Rispetto a una Storia concepita in maniera mitica e ideologica, in cui gli eroi e le nemesi sono una componente fondamentale per trasmettere i valori di lotta, difesa e salvaguardia del bene comune, la scienza storica può subire la tentazione, nel voler stilare una panoramica in “terza persona” degli eventi, di cancellare anche le “prime persone” che, quegli eventi, li hanno vissuti. Ciò può condurre all’annichilimento del ruolo degli individui e delle loro scelte all’interno della determinazione del futuro collettivo. A dare ragione senza riserve a quest’ultima prospettiva, verrebbe a cadere uno dei generi letterari più tipici della storiografia: la biografia.
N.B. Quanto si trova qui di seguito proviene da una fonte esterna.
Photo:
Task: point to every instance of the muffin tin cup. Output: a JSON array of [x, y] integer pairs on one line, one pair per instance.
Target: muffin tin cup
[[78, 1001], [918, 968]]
Sul ruolo della biografia all’interno della storiografia contemporanea si interrogò anche il da poco scomparso storico francese Jacques Le Goff che, non a caso, pubblicò nel 1996 un’opera sulla vita di uno dei più importanti re di Francia, Luigi IX detto il Santo. L’interrogativo che Le Goff si pone nell’introduzione di questo libro (San Luigi, edito in Italia da Einaudi) è come fare a tenere insieme l’esigenza dello storico di preservare uno sguardo “globalizzante” sui fenomeni e, dall’altra parte, di rivendicare la possibilità di avere come proprio oggetto di studio la vita di un personaggio in particolare.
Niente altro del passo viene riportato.